Yisborach, v’yistabach, v’yispoar, v’yisroman, v’yisnaseh, v’yishador, v’yishalleh, v’yishallol, sh’meh d’kudsho, b’rich hu.
Birthdeath, "the Monster of the Beginning Womb," revolted only "a little, not much," followed by the Hebrew that only comparatively late in life am I beginning to get a feel for, if not comprehension of: Blessed and praised, glorified and exalted, extolled and honored, adored and lauded be the name of the Holy One, blessed be He. Something I say, or ought to say, every December 21, on the anniversary of my own mother's death.
As with Ginsberg, my mother represents a portal to the incomprehensible cruelty of the past. In Naomi's case, she is haunted, sometimes comically, by the specter of Adolf Hitler--"she saw his mustache in the sink." My own mother was herself a Holocaust survivor, born in Budapest in 1942, hidden with her grandparents in the ghetto while her own parents, my grandparents, Ernest and Eva Montag, were sent to Auschwitz. Miraculously, both survived, and returned to Hungary to collect their little girl, and spent a few years in the British DP camp in Bergen Belsen before emigrating to this country, where she grew up in the long shadow of her parents' trauma, in Queens.

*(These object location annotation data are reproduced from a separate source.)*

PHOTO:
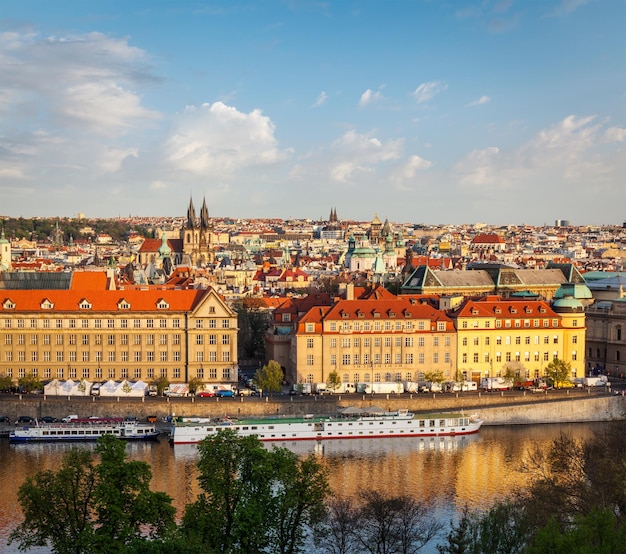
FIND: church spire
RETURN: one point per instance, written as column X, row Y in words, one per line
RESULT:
column 204, row 215
column 191, row 215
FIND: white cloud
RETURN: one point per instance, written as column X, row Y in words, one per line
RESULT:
column 369, row 97
column 218, row 139
column 615, row 134
column 321, row 100
column 427, row 91
column 482, row 100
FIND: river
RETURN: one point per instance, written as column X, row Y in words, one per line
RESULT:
column 451, row 472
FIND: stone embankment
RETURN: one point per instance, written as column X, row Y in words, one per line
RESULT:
column 494, row 408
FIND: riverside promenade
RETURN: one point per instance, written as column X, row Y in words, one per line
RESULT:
column 495, row 408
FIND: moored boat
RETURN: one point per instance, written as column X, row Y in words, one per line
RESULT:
column 84, row 430
column 351, row 423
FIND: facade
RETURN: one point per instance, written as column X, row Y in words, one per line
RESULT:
column 372, row 341
column 118, row 334
column 606, row 337
column 493, row 333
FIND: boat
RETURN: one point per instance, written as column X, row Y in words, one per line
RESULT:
column 84, row 430
column 350, row 423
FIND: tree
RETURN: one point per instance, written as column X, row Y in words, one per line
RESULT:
column 394, row 524
column 269, row 377
column 333, row 382
column 434, row 377
column 89, row 507
column 195, row 385
column 253, row 499
column 252, row 323
column 335, row 533
column 6, row 383
column 29, row 383
column 559, row 372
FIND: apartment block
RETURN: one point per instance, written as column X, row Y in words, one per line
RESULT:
column 118, row 334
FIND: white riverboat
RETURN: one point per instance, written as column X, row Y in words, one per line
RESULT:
column 84, row 431
column 351, row 423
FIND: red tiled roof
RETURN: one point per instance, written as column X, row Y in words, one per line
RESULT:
column 100, row 300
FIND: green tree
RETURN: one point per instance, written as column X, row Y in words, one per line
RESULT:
column 434, row 377
column 559, row 372
column 195, row 385
column 87, row 507
column 599, row 532
column 29, row 383
column 269, row 377
column 252, row 322
column 253, row 499
column 6, row 383
column 333, row 382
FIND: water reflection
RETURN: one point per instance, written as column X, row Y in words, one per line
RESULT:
column 451, row 471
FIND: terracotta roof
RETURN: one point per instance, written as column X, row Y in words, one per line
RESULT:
column 100, row 300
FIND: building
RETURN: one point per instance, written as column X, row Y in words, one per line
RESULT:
column 493, row 333
column 372, row 340
column 96, row 334
column 606, row 337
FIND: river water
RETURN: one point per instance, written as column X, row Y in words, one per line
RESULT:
column 451, row 472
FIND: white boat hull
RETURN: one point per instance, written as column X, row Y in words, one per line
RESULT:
column 71, row 432
column 290, row 429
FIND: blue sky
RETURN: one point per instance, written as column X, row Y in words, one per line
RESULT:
column 424, row 111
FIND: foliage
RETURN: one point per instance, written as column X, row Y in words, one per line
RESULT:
column 333, row 382
column 252, row 322
column 599, row 532
column 559, row 372
column 29, row 383
column 87, row 507
column 269, row 377
column 6, row 383
column 378, row 524
column 434, row 377
column 161, row 383
column 253, row 499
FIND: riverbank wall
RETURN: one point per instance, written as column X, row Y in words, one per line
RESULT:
column 493, row 408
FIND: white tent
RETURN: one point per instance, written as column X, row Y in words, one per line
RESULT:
column 110, row 388
column 53, row 388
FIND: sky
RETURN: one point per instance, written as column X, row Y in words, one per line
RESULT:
column 419, row 111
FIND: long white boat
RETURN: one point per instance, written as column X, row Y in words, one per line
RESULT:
column 84, row 431
column 351, row 423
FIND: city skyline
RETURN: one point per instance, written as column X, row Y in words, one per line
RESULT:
column 430, row 112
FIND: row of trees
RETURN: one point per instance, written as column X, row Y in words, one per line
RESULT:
column 258, row 500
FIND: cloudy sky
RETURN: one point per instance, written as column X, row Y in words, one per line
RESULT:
column 424, row 111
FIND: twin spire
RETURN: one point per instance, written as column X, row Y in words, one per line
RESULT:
column 204, row 216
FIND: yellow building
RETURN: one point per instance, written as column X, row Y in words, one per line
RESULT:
column 372, row 340
column 527, row 335
column 118, row 334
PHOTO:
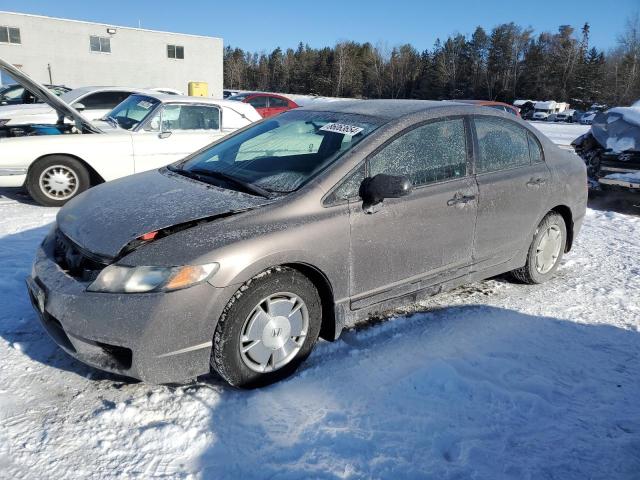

Fifty years ago, in the summer of '65, incessant traveler Ginsberg managed to get himself kicked out of two socialist countries in succession (Cuba and Czechoslovakia), as he writes in a long and entertaining letter to the legendary antipoet Nicanor Parra. He also, in passing and by the way, paid a visit to Auschwitz, a visit summed up in one peculiar sentence in his letter to Parra: "Then a week in Krakow which hath a beauteous cathedral with giant polychrome altarpiece by medieval woodcarver genius Wit Stoltz, and car ride to Auschwitz with some boy scout leaders who were trying to pick up schoolboys hanging around the barbed wire gazing at tourists." This borders on bad taste: is the perpetually horny Ginsberg unable to notice anything at the camp other than the vaguely predatory behavior of the "boy scout leaders" he is inexplicably traveling with? And who the hell was Wit Stoltz? Google turns up only Ginsberg's letters and, if you don't use quotation marks, footage of Eric Stoltz as Marty McFly in unused footage from Back to the Future.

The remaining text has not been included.